“You will not find theology consigning infants to lakes of unquenchable fire long after women have had a chance to grasp, master, and wield its dogmas. You will not find science annihilating personality from the government of the Universe and making God an ungovernable, unintelligible, blind, often destructive physical force; you will not find jurisprudence formulating as an axiom of the absurdity that man and wife are one, and that one the man—that the married woman may not hold or bequeath her own property to save as subject to her husband’s direction; you will not find political economists declaring that the only possible adjustment between laborers and capitalists is that of selfishness and rapacity— that each must get all he can and keep all that he gets, while the world cries laissez faire and the lawyers explain, ‘it is the beautiful working of the law of supply and demand’; in fine, you will not find the law of love shut out from the affairs of men after the feminine half of the world’s truth is completed.”—(Anna Julia Cooper, A Voice from the South, p. 57-58)

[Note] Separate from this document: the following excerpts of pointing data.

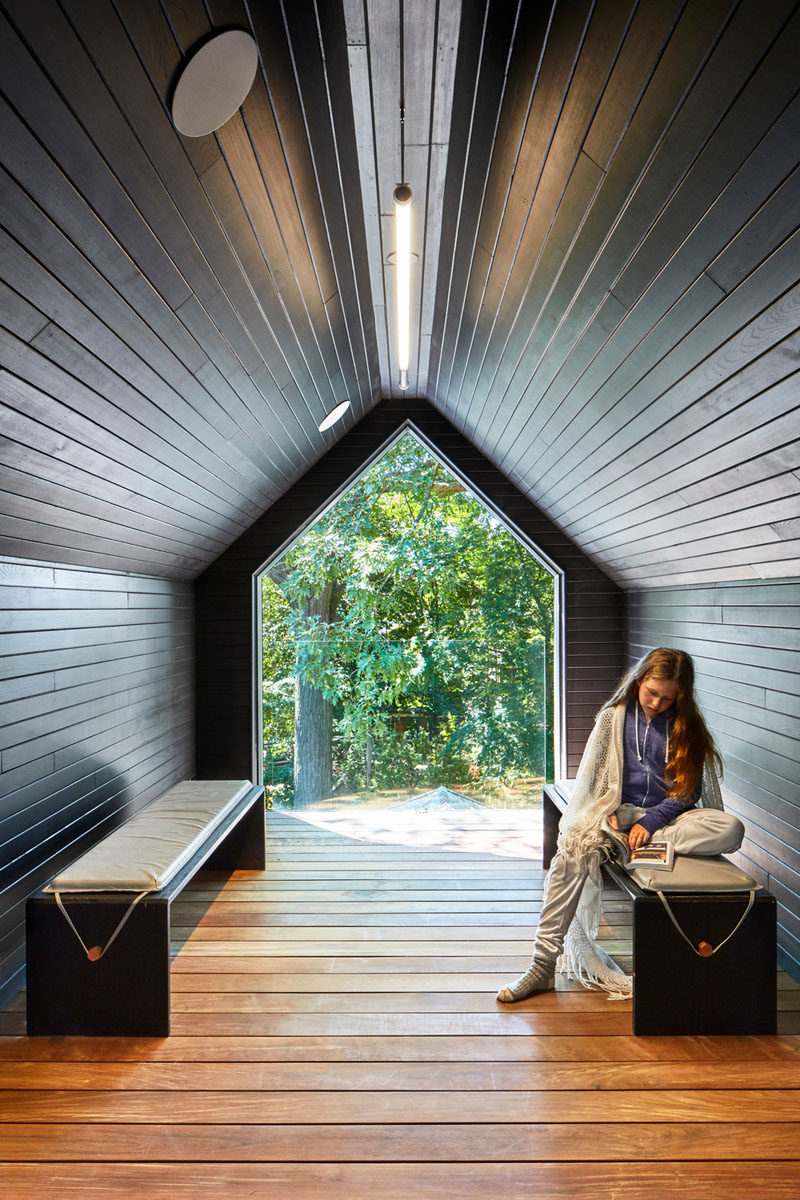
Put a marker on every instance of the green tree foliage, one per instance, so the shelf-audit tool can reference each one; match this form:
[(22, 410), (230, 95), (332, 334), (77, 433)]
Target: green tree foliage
[(434, 645)]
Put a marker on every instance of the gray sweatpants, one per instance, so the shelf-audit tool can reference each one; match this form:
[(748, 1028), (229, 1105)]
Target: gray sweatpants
[(699, 832)]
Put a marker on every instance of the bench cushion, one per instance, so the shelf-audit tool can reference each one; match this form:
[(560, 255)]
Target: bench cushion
[(696, 874), (151, 847)]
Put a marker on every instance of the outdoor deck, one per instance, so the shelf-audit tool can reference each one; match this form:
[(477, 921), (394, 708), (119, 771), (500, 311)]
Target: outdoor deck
[(336, 1036)]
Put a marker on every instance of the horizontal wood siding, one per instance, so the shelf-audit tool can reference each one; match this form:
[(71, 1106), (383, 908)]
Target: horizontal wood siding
[(593, 605), (96, 718), (745, 642)]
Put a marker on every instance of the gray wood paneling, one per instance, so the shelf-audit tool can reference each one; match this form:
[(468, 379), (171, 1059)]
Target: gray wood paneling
[(96, 718), (606, 298), (745, 640)]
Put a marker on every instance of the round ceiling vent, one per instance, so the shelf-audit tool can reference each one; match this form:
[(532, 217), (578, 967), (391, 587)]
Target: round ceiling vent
[(214, 83)]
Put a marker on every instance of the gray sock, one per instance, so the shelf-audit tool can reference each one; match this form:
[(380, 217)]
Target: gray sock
[(539, 977)]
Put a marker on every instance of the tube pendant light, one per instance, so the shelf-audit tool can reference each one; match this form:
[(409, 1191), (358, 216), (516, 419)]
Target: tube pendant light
[(403, 277)]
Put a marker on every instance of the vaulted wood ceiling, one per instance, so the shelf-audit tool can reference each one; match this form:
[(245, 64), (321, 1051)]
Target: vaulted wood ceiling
[(606, 291)]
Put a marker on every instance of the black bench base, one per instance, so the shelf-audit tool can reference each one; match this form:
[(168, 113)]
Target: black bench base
[(126, 993), (675, 991)]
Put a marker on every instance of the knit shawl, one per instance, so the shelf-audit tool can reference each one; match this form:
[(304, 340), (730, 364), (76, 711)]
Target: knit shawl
[(583, 833)]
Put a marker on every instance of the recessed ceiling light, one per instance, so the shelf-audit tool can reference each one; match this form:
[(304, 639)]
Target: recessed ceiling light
[(334, 415), (214, 83)]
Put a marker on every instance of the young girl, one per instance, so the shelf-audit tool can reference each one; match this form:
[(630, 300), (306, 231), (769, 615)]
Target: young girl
[(649, 760)]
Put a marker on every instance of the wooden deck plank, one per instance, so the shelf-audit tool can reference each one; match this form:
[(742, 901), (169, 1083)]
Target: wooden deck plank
[(425, 1181), (552, 1048), (404, 1143), (221, 1108)]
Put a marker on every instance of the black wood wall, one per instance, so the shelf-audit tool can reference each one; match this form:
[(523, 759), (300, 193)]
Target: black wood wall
[(745, 642), (96, 703), (593, 605)]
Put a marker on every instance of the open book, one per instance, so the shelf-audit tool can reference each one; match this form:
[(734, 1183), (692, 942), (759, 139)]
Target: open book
[(657, 856)]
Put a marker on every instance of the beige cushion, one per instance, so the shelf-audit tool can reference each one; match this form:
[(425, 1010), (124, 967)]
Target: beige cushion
[(151, 847), (696, 874)]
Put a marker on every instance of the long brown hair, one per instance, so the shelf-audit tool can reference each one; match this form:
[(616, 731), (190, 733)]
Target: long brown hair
[(690, 742)]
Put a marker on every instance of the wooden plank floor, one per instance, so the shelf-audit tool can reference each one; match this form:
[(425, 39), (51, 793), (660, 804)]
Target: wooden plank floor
[(335, 1035)]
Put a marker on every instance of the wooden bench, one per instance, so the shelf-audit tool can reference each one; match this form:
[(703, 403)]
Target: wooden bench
[(677, 991), (70, 988)]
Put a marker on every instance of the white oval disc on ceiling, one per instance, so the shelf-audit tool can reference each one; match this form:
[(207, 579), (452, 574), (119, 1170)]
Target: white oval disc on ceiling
[(214, 83)]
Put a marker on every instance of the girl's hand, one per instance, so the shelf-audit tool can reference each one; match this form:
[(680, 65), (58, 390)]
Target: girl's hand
[(637, 835)]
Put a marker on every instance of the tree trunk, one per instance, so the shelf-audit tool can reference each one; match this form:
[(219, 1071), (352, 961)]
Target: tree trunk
[(313, 768)]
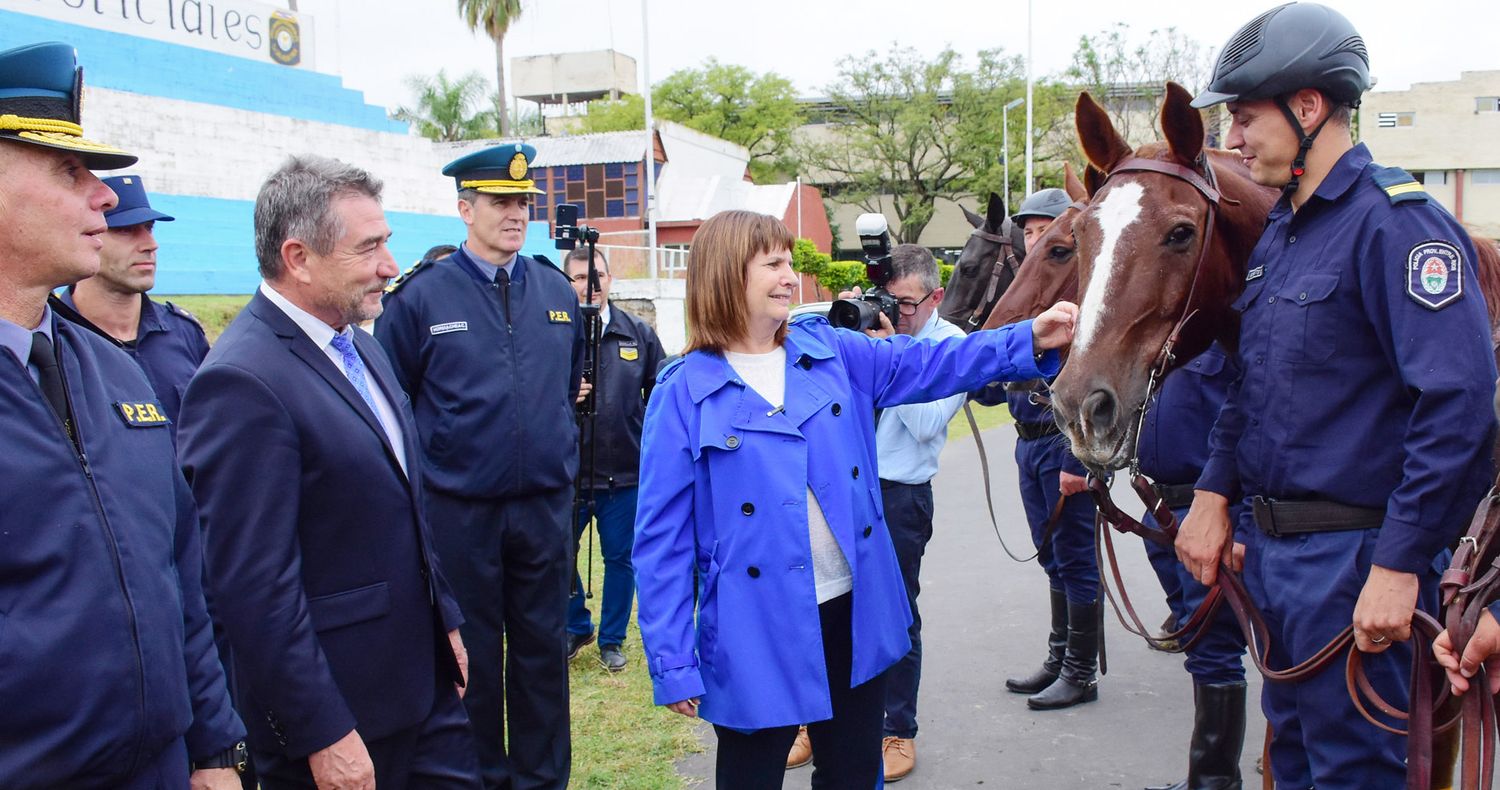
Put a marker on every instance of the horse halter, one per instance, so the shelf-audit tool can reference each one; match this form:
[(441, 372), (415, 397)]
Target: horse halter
[(992, 291), (1202, 179)]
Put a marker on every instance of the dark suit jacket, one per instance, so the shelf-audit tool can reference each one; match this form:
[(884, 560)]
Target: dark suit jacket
[(320, 564)]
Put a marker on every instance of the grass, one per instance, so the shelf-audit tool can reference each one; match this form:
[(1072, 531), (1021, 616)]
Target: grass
[(213, 312), (621, 741)]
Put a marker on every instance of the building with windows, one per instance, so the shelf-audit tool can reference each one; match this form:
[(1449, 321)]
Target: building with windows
[(1448, 137)]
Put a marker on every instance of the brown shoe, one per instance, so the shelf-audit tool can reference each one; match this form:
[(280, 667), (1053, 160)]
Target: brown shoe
[(900, 757), (801, 750)]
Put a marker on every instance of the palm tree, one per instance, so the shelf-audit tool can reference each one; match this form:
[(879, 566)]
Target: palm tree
[(444, 110), (494, 18)]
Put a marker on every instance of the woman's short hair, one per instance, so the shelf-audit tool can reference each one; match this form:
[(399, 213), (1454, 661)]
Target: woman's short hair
[(717, 272)]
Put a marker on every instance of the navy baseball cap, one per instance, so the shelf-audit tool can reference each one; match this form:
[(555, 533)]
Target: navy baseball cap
[(501, 170), (134, 207), (41, 104)]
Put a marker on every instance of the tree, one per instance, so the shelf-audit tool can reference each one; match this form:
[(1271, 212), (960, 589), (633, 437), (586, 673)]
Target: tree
[(1130, 80), (729, 102), (900, 131), (494, 17), (444, 108)]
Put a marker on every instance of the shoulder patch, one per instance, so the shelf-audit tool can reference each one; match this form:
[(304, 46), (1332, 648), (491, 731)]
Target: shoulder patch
[(183, 314), (398, 282), (1398, 185), (1434, 273)]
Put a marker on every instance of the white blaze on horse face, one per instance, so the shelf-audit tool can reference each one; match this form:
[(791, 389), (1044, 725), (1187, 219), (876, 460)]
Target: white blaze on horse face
[(1119, 209)]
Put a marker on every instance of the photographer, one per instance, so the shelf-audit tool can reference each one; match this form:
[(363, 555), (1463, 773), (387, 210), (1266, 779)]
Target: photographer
[(759, 510), (629, 356)]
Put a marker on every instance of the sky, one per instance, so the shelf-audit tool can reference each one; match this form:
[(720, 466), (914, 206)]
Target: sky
[(377, 44)]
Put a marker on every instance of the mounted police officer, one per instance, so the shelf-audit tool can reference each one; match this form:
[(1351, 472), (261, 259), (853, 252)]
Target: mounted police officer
[(111, 678), (488, 342), (167, 341), (1062, 532), (1359, 430)]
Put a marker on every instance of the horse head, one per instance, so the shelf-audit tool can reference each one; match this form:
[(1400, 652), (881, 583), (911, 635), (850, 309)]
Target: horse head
[(984, 270), (1161, 252), (1050, 270)]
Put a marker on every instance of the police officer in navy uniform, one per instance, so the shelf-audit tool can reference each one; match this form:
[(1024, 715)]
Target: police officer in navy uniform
[(1065, 549), (629, 357), (1359, 430), (488, 344), (1173, 448), (110, 678), (165, 339)]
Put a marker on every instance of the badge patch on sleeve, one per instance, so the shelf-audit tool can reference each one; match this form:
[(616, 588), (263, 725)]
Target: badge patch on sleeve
[(1434, 275), (141, 414)]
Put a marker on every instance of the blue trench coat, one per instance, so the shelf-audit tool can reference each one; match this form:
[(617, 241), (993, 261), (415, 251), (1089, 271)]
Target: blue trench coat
[(723, 486)]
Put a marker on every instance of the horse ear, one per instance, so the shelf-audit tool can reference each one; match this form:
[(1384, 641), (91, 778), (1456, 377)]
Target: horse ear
[(974, 219), (1092, 179), (995, 215), (1182, 125), (1101, 143), (1071, 185)]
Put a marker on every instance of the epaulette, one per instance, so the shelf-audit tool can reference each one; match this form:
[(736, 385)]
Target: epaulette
[(410, 273), (1398, 185), (182, 312), (669, 366)]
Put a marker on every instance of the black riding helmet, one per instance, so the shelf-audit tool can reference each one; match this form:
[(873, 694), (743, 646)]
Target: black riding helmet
[(1044, 203), (1287, 48)]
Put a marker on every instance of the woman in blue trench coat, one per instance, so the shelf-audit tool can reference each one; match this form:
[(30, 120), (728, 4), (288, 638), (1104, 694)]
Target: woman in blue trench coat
[(758, 481)]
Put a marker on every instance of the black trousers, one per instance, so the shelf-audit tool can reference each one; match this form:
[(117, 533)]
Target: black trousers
[(846, 748), (509, 564), (434, 754)]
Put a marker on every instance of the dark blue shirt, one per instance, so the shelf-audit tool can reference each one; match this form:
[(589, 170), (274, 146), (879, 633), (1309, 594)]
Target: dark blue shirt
[(1364, 381), (1175, 438), (494, 397), (168, 345)]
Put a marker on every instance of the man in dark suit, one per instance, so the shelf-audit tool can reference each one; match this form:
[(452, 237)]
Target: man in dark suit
[(302, 451)]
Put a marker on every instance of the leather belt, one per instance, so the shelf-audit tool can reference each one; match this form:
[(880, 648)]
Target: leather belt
[(1175, 496), (1037, 430), (1283, 517)]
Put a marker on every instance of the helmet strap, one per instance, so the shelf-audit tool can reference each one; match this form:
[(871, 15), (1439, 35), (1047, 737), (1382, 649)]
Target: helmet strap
[(1299, 164)]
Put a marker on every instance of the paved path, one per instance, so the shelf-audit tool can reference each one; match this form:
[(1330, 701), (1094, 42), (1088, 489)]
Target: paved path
[(984, 616)]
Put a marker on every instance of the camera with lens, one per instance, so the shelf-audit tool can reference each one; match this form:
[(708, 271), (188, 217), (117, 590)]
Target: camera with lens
[(863, 312)]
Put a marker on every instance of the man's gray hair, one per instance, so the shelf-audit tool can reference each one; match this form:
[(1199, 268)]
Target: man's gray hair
[(915, 261), (297, 203)]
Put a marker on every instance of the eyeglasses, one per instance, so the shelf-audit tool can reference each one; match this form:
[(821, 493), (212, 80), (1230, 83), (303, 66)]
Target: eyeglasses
[(909, 308)]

Whew! As you may know I’ve been reading through Rev. Dr. Karen Baker-Fletcher’s A Singing Something: Womanist Reflections on Anna Julia Cooper. The above quote, written in 1892, is included in the chapter on womanhood. And it got me thinking how different Christian theology could be. Imagine if the early creeds of the faith were inspired not by men like Athanasius, Cyril, or Augustine, but by their mothers and sisters. Or if we only knew the names Luther, Calvin, and Wesley because they proceed Margarethe, Jeanne, and Susanna.
I don’t really have any commentary on Dr. Cooper’s words, since I think they speak for themselves. I just lament that the Christian tradition didn’t have the foresight to give women the “chance to grasp, master, and wield its dogmas.” If they did, as Jesus seemed to, maybe we wouldn’t have inherited the retributive god of Augustine and Calvin1 who “[consigns] infants to lakes of unquenchable fire,” or a god of all of their (and our own) sexism, or the American evangelical god of “laissez faire” (or “trickle down”) economics. Perhaps it’s not worth contemplating the “what ifs.” But maybe contemplating the “what ifs” help prompt our imaginations. Perhaps imagining what it might be like if our creeds, doctrines, and theologies were inspired, formulated, and crafted by the “feminine half of the world” can encourage us to make that a reality now. Their words are already out there, ready to inspire. Better late than never?
I understand this is a caricature :)
I couldn't like it because I'm not a feminist, but I always enjoy your posts.